PHOTO: The shadow of Natchez Trace Bridge being cast over Highway 96. / Photo by Brooke Wanser
WARNING: This story contains information about suicide. If you or a loved one is thinking about suicide, please call the National Suicide Prevention Lifeline (NSPL) at 1-800-273-8255. The NSPL provides 24-hour, free support to those in distress, as well as prevention and crisis resources for you or loved ones.
BY ALEXANDER WILLIS
The iconic Natchez Trace Bridge in northwest Williamson County has long been plagued as a hotspot for suicides, with at least 32 people losing their lives there as of June, 2019.

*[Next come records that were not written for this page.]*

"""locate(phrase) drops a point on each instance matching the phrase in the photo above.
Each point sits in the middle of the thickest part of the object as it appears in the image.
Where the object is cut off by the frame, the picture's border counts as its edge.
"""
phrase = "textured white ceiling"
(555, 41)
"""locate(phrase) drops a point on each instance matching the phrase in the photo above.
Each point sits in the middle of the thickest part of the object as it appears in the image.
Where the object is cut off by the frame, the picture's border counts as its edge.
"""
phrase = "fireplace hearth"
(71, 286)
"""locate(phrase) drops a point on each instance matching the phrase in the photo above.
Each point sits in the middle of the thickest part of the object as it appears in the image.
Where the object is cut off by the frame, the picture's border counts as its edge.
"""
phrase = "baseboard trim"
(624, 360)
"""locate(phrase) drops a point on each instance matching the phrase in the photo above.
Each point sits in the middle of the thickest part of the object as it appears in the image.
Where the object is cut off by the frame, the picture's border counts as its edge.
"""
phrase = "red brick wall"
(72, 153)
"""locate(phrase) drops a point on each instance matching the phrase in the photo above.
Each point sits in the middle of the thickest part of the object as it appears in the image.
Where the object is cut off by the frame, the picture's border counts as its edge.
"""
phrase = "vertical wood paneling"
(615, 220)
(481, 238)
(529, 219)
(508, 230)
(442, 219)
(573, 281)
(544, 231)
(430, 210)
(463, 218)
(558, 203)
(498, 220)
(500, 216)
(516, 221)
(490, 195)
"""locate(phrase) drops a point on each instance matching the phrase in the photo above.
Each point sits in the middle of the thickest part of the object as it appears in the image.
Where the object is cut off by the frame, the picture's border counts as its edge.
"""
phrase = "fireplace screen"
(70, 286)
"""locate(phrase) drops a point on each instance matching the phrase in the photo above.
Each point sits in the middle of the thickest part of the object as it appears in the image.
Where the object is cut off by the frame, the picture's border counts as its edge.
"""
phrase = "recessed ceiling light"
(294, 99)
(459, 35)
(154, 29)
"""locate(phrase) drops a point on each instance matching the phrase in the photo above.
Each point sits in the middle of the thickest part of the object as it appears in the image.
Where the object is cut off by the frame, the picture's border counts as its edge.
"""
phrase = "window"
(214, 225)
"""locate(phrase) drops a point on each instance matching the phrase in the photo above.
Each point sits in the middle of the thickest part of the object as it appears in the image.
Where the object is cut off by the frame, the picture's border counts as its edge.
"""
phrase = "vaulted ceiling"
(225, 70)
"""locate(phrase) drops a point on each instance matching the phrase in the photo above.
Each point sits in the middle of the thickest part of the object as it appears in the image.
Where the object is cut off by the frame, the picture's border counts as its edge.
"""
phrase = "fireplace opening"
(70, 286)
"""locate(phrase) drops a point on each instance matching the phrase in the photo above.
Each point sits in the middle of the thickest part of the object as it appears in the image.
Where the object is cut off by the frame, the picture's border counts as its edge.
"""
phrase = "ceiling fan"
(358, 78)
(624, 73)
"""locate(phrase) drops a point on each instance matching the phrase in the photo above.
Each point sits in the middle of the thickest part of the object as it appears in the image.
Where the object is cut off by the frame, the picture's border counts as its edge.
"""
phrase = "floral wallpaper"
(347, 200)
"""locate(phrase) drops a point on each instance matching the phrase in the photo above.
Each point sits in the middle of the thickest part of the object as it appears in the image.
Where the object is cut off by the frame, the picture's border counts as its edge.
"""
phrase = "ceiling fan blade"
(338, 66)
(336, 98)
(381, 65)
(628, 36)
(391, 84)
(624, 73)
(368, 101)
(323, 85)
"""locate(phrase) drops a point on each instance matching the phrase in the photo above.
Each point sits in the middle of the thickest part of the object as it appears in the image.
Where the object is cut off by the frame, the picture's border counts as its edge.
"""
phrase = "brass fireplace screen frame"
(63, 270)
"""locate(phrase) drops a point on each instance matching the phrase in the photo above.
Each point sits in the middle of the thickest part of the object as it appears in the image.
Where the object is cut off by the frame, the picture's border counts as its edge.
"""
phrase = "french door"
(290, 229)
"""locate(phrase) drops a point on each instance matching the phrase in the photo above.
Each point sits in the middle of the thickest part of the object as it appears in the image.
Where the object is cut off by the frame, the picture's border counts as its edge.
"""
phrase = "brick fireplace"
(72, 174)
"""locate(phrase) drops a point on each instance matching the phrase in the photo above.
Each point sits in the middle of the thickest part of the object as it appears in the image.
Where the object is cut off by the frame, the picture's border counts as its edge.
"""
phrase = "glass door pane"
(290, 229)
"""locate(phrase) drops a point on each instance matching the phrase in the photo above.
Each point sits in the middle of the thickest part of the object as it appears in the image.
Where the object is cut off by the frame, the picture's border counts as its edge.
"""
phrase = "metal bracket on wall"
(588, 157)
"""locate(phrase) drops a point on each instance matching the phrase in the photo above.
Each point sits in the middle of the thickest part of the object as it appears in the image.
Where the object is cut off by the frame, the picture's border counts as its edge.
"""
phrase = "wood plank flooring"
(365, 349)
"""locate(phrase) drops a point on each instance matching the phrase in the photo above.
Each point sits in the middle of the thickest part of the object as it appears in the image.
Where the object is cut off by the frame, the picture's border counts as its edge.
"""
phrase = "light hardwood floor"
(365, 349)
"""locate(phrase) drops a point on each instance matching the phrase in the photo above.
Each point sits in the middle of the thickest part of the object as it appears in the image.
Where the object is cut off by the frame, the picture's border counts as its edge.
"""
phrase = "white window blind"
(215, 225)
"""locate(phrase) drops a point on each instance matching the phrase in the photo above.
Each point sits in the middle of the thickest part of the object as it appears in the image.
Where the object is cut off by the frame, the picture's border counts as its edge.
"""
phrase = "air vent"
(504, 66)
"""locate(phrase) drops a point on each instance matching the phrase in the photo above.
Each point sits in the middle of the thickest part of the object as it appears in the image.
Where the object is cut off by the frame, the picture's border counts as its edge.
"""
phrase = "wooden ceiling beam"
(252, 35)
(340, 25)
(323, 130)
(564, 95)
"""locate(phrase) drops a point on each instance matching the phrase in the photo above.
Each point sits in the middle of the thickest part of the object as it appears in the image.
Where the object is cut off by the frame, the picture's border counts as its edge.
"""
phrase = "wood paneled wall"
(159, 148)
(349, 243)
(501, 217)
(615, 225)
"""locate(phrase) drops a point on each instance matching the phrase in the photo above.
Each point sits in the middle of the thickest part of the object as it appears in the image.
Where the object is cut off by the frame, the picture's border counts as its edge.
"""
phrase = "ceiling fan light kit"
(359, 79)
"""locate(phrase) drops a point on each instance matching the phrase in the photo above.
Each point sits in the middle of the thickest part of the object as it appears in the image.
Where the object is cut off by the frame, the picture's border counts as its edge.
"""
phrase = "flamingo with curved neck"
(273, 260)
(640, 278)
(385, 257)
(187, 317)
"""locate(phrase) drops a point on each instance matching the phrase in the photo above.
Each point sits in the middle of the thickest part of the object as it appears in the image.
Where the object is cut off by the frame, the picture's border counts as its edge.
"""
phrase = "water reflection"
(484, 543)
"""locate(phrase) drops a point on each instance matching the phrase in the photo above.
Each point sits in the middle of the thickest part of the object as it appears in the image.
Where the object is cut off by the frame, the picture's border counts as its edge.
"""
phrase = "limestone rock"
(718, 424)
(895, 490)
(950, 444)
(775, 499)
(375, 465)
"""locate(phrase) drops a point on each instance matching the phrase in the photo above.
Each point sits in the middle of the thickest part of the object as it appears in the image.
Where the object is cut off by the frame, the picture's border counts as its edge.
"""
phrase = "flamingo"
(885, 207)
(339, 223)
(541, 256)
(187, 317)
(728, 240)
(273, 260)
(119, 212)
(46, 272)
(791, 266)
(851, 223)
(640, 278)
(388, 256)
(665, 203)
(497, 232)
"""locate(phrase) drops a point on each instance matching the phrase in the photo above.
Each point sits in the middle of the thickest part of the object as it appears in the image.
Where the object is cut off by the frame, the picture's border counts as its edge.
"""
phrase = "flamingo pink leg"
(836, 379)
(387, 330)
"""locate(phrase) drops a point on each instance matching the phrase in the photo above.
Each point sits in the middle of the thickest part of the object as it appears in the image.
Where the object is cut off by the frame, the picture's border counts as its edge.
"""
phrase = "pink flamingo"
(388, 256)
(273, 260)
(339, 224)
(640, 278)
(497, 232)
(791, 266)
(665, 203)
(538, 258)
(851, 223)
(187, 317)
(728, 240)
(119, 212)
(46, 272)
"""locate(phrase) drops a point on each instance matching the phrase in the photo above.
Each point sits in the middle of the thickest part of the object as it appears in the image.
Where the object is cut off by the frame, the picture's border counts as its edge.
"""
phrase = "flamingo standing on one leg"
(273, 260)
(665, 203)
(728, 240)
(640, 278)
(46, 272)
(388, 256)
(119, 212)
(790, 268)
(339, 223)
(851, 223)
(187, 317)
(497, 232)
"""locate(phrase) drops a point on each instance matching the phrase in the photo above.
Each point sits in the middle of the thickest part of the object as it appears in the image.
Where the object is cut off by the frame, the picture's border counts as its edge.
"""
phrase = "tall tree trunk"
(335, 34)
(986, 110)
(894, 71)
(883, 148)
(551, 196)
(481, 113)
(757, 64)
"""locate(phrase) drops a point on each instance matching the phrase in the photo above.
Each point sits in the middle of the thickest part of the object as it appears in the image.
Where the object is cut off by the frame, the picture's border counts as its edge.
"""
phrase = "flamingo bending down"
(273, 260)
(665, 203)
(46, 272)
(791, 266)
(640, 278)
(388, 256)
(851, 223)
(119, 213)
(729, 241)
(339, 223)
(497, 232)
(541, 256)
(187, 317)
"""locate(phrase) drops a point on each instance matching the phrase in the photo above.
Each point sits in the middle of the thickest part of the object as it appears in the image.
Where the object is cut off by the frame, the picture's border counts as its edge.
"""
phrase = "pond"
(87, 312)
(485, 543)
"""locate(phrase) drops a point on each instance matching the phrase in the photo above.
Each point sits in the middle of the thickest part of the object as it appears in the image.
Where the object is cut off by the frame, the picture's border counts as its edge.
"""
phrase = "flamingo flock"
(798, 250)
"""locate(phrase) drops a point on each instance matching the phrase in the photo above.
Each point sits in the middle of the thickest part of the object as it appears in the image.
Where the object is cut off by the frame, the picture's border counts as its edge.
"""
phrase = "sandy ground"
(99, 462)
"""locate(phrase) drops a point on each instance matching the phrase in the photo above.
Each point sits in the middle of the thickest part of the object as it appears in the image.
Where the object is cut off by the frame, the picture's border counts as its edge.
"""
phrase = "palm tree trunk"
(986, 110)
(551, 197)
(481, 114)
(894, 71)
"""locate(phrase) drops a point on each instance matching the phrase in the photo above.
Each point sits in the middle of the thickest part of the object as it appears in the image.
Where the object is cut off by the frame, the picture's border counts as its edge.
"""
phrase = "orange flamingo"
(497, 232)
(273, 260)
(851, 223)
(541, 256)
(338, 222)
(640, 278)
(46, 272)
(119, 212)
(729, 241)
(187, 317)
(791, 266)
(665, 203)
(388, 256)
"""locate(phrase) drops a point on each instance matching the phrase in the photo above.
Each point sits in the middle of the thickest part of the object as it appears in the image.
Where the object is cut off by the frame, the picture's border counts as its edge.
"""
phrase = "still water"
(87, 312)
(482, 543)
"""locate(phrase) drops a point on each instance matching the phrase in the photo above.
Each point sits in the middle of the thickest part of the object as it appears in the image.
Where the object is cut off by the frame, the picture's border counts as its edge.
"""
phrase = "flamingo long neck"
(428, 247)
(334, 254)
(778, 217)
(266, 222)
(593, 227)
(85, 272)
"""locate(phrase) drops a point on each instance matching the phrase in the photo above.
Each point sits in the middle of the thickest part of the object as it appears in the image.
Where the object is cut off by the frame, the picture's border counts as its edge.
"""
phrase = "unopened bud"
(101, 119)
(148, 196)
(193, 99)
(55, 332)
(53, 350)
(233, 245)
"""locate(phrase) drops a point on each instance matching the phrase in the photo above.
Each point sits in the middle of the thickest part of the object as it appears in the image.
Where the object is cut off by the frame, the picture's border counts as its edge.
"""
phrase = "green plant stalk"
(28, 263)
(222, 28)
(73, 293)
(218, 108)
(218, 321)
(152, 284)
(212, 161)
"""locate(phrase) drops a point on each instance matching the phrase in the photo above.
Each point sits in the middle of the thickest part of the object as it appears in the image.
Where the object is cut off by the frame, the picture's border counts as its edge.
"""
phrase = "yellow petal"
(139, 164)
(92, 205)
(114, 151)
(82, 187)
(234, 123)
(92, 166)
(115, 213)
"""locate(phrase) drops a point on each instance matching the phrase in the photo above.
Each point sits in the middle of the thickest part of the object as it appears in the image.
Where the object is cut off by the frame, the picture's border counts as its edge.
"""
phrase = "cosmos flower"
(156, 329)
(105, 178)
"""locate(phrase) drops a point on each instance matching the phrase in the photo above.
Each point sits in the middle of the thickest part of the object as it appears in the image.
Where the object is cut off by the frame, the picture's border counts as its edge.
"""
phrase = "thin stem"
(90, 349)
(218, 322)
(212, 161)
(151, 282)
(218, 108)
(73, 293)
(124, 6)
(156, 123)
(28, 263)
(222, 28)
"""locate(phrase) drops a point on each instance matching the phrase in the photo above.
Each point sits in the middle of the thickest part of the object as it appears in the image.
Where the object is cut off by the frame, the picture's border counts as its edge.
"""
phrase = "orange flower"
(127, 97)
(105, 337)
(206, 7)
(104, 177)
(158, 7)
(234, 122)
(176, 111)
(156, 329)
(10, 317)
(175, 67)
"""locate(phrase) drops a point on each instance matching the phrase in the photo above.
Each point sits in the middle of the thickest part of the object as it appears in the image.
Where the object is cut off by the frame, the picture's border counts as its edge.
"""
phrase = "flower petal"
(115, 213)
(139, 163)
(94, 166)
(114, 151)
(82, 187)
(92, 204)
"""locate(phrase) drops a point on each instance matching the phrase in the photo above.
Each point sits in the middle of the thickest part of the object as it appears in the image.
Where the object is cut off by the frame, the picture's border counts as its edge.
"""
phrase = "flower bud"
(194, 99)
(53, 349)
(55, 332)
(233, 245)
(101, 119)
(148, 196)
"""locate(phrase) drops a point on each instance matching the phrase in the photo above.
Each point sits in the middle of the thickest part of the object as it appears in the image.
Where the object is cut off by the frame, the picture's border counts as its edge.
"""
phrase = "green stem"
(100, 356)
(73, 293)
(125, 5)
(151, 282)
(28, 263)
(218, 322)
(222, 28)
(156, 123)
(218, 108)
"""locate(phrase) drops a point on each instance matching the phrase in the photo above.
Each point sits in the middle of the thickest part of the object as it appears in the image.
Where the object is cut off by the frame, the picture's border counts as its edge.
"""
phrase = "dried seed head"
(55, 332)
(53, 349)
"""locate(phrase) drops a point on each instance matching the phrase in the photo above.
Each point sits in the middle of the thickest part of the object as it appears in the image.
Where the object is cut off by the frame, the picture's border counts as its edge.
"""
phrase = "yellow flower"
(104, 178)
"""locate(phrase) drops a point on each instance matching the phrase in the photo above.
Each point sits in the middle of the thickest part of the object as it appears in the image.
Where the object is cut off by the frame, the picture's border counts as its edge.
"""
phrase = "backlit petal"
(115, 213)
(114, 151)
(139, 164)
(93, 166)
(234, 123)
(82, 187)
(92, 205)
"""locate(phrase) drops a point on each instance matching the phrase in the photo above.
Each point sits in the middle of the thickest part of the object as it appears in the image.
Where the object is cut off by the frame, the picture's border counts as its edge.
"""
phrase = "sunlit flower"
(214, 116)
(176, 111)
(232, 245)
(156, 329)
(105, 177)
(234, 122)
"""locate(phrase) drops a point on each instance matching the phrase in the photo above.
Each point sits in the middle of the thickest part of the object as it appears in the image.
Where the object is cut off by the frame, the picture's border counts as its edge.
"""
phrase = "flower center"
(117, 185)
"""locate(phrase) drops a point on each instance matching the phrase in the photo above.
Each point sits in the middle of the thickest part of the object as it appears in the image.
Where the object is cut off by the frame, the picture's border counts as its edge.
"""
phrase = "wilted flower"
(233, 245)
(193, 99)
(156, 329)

While recently revealed plans to instal barriers on the bridge may not come to fruition for years, emergency phone boxes that connect directly to emergency services will be up and operational on Aug. 27, according to Natchez Trace Parkway Superintendent Mary Risser.
Currently, the bridge has two signs with text that urges those in emotional crisis to reach out to the National Suicide Prevention Lifeline, as well as the message, “there is hope.” Once the phone boxes are up and operational near the end of August, those suffering an emotional crisis will have the ability to get live support and consultation – whether they have a phone with them or not.
The phone boxes will be solar-powered, and placed at each end of the bridge. The existing signs will be rearranged as to not minimize the impact of the viewshed, according to Sarah Davis, chief ranger for the Natchez Trace Parkway.
Announced in October of last year, the implementation of phone boxes on Natchez Trace Bridge took over a year to come to fruition due to the Natchez Trace Parkway – the 444 mile-long highway of which the bridge is a part of – being federally owned. Put simply, any additions to the bridge must adhere to federal standards, which can often see a lengthy bureaucratic process.
“The federal government is bound by a lot of regulations that a state and local landowner doesn’t have to go through,” Davis had previously stated. “The bridge is itself a national, cultural resource.”
Despite the lengthy process, National Park Service staff hopes the phone boxes will help those suffering an emotional crisis at the bridge, and are also continuing their efforts in seeing barriers finally constructed. Construction is scheduled to begin in 2023.